Let me begin by raising a glass of champagne to the official closing of the math gap. It turns out that girls do not lack the math gene. Nor are they math-phobic. Nor is there any "intrinsic" difference — thank you, Larry Summers — between the abilities of girls and boys to succeed in the numbers business. There's no reason at all for inequality. In fact, there's no longer inequality.

A new study of the math scores of 7 million students in 10 states shows that girls are now on a par with boys. How many years has it been since protesters stuck a sock in Barbie's mouth for complaining that "math class is tough?" Girls have gotten to parity the new-fashioned way. By taking more math classes.

This comes just in time for our young math whizzes to figure out a harder puzzle. There is another gender gap closing, this time in the workplace. After decades spent pursuing equality in wages and work, women have finally achieved it — ta da — in job loss.

A report shepherded through Congress by Rep. Carolyn Maloney shows that since the 2001 recession, women have lost jobs and withdrawn from the workplace at the same rate as men. More to the point, they've remained out for the same reasons as men: layoffs, downsizing, outsourcing and wage stagnation.

Needless to say, this is not the sort of equality we were looking for. But if there is any good news, it's that this report may finally, permanently, firmly debunk the idea that droves of women are "opting out" of the workplace for a very different reason: full-time motherhood.

The "opt-out revolution" has been one of the most tenacious story lines of the new century. It arrived full-born with the famous or infamous New York Times Magazine article of 2003 declaring: "Why don't women run the world? Maybe it's because they don't want to." The idea was that the best and brightest daughters of the women's movement were choosing home and hearth over "having it all."

Since then, economists ran the numbers that ran down the myth. There's no actual proof that motherhood causes women to drop out. On the contrary. Sociologists went to talk with opt-outers, who gave a far more complex picture of the day that work push came to child pull.
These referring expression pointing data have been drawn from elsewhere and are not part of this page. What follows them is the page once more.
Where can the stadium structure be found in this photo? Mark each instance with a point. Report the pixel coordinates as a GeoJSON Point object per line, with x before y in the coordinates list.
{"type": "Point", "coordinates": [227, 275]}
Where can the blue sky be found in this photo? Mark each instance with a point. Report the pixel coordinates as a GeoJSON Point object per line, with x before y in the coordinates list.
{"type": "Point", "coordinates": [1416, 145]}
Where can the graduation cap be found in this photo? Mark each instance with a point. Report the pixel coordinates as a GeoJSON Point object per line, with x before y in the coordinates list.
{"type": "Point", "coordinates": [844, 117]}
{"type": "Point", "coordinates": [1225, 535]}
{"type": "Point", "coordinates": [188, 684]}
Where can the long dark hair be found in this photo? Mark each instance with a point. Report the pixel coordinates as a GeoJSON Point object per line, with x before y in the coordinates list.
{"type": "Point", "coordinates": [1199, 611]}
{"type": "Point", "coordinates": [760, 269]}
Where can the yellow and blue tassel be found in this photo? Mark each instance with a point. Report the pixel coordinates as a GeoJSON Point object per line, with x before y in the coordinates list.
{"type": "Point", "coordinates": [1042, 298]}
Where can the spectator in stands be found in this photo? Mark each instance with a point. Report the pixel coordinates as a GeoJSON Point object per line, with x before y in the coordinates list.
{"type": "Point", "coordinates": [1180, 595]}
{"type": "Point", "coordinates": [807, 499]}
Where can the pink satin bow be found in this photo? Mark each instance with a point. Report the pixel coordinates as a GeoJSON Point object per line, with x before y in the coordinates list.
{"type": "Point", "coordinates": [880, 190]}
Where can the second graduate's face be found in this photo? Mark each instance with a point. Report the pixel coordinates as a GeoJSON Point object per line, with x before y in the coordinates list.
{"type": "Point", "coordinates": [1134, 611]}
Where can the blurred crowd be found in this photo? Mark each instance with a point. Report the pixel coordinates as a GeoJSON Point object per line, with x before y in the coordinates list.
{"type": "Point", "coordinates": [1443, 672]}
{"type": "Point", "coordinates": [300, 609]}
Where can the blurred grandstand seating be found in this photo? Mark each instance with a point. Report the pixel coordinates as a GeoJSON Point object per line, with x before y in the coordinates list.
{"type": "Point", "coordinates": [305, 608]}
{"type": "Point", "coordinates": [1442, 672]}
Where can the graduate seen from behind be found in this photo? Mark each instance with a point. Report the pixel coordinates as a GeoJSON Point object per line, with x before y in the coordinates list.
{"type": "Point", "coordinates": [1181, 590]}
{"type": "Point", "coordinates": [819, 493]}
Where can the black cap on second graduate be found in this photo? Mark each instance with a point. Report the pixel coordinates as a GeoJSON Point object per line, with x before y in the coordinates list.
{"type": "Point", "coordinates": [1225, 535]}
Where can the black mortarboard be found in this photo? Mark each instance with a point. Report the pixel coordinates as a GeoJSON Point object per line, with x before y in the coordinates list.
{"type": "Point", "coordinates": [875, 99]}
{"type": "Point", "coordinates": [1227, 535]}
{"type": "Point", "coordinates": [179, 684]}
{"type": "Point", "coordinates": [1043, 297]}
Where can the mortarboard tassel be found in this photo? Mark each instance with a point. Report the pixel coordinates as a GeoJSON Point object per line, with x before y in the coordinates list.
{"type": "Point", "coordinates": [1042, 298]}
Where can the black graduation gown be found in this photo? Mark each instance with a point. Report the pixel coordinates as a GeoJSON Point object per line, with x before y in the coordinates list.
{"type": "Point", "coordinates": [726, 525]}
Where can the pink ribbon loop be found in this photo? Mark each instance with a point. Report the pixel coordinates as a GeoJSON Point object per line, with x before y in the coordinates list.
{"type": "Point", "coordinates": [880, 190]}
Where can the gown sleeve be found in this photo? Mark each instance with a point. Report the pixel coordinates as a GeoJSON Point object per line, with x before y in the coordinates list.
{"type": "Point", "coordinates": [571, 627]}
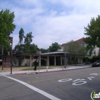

But the little engine of the story kept chugging along on lifestyle pages and in conservative think tanks.

Mathematically speaking, it divided women, especially mothers, and turned the sisterhood into a firing squad.

This narrative didn't just survive because it fit traditional views about a woman's "real" place. It reflected the inner struggle of many mothers trying to balance work and home, boss and child, in the 24/7 work world. It even credited the second shift of caregiving as valuable work.

In hard times too it was easier to tell yourself and others that you'd opted out than been pushed out. It framed the whole debate in the language of choice, suggesting that women have a buffet of lifestyle tidbits for our delight — work, home, both — rather than a series of hard decisions.

The downside, the subtraction lesson, if you will, is that the "choice" frame makes it far too easy to reduce the problems of work and family to the lowest common denominator of one: one woman, one family, one personal decision. "If it's true that women don't want to work," says one economist, "think of all the problems that disappear overnight. We don't have to think about family leave or after-school or the day-to-day grind or the tough challenges of work and family."

Now along comes the congressional report on the equality we didn't want. "When we saw women starting to drop out in the early part of this decade, we thought it was the motherhood movement, women staying home to raise their kids," said congressional economist Heather Boushey. "We did not think it was the economy, but when we looked into it, we realized that it was." That's what math does to you.

We are getting a fuller picture of the real troubles women and families face these days in what we aren't supposed to call a recession. When men are downsized, outsourced and discouraged, we say they're unemployed. But when women get pushed out of the economy, we like to say they "opted out."

But now we know that women too have the math gene. And this just doesn't add up.